When individual lawyers or small law firms join forces, they typically want to better serve existing clients and to get new clients by leveraging the combined resources of the new firm. As economies of scale and collaboration for greater service quality benefit clients, it should mean more revenue for the lawyers. This can only happen if the values of the lawyers and the strengths of their practices are successfully integrated.

If these elements are in place, the lawyers in the combined firms typically concentrate on the visible elements of integration: marketing the new firm name, designing office space, allocating management responsibilities and staff. Too often, an important element for economies of scale and service collaboration is neglected or even forgotten: technology. Assessing the current state of technology used by the lawyers or firms, including the age of the hardware and software and their replacement cycle, should be — but rarely is — central to the merger due diligence.

If at least one of the parties to the combination uses up-to-date databases, hardware, and document processing and practice management software tools, it can serve as the foundation to make the combined practices more efficient. The time savings, efficiency and commoditization of routine tasks and services afforded by electronic technology mean that legal services can be provided at a lower price with higher volume, with a likely increase in revenues and profits. But such benefits cannot be realized without adequate planning to integrate the technology capabilities of each side of the combined firm.
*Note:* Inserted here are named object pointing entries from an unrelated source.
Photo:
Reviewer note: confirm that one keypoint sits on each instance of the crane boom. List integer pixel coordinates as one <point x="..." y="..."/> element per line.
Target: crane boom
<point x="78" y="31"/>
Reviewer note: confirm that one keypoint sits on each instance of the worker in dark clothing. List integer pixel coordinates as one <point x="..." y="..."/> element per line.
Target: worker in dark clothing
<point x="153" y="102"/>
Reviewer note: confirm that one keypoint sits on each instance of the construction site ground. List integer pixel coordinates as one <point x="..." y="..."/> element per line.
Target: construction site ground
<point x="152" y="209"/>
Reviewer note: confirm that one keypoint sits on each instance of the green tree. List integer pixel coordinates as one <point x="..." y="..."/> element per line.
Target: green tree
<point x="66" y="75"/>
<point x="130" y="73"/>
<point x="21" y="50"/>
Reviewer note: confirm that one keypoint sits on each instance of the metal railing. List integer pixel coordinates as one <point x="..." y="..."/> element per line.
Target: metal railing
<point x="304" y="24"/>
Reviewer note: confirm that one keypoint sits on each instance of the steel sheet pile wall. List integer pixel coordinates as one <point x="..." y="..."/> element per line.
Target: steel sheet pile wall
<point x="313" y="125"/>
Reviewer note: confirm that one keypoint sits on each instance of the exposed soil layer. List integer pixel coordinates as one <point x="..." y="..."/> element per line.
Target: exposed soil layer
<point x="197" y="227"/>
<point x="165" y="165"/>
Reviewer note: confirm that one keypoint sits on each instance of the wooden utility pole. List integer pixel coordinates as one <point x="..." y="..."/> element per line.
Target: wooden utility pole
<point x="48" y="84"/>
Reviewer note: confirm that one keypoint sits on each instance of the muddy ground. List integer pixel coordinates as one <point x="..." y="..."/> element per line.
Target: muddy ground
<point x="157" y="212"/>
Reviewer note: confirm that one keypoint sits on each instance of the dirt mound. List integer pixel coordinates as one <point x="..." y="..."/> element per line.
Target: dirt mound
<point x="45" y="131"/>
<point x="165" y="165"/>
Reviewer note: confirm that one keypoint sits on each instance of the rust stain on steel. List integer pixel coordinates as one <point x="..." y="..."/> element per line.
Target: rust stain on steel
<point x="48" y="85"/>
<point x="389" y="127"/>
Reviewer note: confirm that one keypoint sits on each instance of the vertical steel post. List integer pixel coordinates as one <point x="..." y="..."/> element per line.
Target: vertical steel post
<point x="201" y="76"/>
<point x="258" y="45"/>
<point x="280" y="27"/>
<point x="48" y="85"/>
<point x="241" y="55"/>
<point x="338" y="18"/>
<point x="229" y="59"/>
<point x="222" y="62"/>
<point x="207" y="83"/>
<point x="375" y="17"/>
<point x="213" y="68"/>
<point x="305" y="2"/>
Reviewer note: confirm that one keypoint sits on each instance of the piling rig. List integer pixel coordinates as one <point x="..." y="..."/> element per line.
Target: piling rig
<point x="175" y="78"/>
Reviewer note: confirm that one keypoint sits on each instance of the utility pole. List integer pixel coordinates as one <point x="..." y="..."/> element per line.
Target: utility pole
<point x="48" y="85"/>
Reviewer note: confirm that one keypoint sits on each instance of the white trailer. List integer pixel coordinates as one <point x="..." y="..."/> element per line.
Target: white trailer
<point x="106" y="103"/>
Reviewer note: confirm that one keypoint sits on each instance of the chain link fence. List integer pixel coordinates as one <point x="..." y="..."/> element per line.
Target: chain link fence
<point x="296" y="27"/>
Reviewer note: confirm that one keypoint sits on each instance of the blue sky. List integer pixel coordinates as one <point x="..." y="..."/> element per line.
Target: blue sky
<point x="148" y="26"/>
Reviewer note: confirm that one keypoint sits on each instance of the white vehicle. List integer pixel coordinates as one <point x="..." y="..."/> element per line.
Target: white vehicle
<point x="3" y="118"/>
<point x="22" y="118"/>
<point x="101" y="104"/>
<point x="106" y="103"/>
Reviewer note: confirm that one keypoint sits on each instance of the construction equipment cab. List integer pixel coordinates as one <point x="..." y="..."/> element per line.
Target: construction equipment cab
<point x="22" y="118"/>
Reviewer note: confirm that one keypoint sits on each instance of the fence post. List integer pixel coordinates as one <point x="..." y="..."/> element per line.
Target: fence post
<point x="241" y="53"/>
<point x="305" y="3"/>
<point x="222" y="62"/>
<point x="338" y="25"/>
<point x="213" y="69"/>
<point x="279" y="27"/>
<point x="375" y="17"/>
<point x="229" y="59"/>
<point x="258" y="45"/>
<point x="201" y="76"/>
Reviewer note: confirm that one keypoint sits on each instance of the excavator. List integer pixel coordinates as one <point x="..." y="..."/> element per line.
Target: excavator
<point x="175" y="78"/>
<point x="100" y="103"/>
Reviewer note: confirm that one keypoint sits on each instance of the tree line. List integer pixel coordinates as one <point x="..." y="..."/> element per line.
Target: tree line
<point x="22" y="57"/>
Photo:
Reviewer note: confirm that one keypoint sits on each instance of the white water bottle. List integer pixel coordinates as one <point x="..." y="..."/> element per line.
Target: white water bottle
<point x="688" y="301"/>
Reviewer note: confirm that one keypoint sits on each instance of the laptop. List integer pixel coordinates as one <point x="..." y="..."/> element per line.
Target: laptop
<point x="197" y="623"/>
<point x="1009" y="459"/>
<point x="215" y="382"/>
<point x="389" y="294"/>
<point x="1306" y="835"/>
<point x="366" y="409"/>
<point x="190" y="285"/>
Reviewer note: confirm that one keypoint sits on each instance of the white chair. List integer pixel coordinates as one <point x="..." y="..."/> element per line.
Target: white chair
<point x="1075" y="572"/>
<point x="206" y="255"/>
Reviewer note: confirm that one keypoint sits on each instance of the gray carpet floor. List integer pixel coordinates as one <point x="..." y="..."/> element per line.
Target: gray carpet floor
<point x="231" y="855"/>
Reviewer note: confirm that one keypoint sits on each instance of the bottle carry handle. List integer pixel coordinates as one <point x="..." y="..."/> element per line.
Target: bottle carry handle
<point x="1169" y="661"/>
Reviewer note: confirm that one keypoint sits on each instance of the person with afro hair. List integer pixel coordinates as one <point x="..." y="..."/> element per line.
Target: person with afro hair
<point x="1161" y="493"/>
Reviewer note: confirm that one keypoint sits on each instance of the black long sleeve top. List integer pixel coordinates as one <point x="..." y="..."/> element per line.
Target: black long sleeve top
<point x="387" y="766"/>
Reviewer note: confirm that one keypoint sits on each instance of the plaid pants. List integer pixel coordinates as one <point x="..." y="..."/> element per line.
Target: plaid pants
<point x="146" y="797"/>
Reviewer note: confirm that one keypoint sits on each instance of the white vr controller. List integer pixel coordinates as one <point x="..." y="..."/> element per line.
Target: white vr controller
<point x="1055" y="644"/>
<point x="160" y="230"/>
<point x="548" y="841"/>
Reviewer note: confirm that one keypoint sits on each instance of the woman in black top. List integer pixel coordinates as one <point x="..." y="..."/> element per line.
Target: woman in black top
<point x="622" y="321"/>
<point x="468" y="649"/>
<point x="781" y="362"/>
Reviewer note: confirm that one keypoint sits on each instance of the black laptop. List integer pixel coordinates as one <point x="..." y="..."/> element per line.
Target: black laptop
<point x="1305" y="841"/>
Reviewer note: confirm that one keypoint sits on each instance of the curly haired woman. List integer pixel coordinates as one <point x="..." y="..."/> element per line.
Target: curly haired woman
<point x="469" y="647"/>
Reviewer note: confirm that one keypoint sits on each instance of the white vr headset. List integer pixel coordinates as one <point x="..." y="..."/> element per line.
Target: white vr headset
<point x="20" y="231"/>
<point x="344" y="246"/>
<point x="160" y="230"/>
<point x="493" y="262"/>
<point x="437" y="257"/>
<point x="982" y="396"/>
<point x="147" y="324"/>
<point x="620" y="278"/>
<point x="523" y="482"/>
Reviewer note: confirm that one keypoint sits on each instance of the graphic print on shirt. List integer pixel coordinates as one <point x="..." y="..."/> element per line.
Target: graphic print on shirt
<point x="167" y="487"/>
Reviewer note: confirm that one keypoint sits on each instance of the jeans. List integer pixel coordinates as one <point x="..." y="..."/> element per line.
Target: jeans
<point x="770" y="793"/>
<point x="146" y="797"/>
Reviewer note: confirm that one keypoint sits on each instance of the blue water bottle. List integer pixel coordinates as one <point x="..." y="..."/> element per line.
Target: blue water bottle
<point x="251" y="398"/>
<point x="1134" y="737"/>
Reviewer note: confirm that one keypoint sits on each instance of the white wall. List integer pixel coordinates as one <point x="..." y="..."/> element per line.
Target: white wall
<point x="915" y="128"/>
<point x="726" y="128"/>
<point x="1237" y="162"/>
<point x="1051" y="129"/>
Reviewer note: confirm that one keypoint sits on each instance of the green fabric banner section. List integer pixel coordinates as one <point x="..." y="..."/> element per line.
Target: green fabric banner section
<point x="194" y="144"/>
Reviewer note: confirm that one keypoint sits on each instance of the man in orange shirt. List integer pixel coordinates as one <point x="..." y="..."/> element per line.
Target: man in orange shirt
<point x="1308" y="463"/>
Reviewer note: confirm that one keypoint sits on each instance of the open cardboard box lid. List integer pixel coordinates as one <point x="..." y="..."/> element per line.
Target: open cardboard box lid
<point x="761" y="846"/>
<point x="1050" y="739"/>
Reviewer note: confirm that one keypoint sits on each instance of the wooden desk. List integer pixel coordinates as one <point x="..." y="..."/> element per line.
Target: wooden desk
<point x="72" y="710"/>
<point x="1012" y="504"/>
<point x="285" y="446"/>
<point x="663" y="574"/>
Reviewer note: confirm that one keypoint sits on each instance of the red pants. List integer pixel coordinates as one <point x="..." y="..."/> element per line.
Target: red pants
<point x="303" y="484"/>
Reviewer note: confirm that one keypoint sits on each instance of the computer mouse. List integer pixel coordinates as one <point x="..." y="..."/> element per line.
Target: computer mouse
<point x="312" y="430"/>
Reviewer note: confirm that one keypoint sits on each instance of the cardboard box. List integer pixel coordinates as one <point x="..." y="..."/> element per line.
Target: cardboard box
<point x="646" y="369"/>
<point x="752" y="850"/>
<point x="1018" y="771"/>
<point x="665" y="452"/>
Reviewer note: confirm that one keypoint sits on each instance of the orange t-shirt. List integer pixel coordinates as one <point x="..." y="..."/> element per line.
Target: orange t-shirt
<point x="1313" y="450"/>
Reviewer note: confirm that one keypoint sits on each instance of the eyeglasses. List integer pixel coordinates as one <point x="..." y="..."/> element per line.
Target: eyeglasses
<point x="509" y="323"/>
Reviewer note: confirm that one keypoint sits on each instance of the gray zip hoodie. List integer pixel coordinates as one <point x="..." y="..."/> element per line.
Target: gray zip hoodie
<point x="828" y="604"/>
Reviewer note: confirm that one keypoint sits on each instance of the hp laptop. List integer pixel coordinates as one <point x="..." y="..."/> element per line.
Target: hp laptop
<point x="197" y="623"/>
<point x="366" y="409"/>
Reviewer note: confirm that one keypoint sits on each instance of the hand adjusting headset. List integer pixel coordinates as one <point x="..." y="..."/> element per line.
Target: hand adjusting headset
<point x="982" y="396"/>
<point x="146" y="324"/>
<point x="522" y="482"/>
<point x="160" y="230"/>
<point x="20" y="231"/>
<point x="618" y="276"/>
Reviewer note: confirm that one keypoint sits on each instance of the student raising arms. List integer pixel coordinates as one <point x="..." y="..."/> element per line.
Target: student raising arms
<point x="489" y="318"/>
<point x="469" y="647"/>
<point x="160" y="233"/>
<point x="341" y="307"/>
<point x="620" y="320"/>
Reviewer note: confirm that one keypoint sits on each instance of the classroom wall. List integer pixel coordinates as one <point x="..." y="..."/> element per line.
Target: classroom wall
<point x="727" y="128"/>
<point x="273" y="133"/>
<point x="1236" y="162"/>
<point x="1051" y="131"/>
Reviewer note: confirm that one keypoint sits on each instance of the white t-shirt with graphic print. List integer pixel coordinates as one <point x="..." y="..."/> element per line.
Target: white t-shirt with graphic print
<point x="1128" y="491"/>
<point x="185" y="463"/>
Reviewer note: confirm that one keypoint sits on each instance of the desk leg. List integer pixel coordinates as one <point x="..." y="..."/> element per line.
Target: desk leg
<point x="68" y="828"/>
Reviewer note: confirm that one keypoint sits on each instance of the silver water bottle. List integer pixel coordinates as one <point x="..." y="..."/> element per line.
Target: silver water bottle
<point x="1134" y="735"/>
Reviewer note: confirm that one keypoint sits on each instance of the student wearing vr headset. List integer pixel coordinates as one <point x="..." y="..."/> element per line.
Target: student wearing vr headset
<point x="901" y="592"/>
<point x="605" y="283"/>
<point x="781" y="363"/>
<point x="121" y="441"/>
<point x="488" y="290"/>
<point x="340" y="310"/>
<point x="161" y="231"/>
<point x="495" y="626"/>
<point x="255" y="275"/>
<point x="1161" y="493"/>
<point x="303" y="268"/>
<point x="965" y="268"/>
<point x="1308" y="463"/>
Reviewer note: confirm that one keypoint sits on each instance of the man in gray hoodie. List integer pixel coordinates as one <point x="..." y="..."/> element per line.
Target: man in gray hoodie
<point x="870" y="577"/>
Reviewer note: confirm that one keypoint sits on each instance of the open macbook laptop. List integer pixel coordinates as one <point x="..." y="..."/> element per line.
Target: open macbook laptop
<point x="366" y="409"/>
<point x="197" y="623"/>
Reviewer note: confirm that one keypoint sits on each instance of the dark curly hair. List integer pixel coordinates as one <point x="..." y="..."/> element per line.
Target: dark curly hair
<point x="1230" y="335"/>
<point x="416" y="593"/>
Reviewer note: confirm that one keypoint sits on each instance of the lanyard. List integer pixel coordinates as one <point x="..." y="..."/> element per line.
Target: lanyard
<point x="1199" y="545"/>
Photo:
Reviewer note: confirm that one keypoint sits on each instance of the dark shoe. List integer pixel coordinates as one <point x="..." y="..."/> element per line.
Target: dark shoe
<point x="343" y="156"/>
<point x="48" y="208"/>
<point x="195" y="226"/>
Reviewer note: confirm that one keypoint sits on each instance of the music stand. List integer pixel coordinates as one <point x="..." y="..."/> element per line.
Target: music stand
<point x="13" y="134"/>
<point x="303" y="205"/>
  • Client relationship management software. For CRM to be effective, the merged practices must give up the “my client” mentality in favor of an “our client” approach. And it must be decided what data is entered, how it is classified, who enters it and who verifies accuracy. Otherwise, CRM is a wasted investment with little useful return.

  • Knowledge management systems. The KM challenge of creating a standard classification system for each lawyer's work is similar. If the document management systems of the merged practices are not integrated completely, from the start, the result will be a haphazard, after-the-fact effort that will doom KM efforts to failure.

  • Finance and accounting software. Most firms use accounting software. Some systems take an integrated time, billing and accounting approach; others are little more than electronic worksheets. Either way, unless the members of the new firm identify key financial benchmarks and how to track and reward them, any software system will be inadequate. And this software, including collection benchmarks, can make or break not only the merger efforts but the entire firm.

  • Communication tools. From how much time lawyers are encouraged to blog and do social networking, to how scrupulous or lax the firms are in making billable time entries for sending client emails, billable revenue is at stake — and conflict over it is always possible. Assessing and integrating technology concerns create a healthy and growing organization. A step-by-step process helps assure that technology will increase efficiency and quality of work in the life of the new firm. There is no one right way to combine technology systems and approaches, but there are clearly wrong ways. Giving due attention to the integration process is the best way to assure that the new organization, in its combined state, will be harmonious, efficient — and profitable.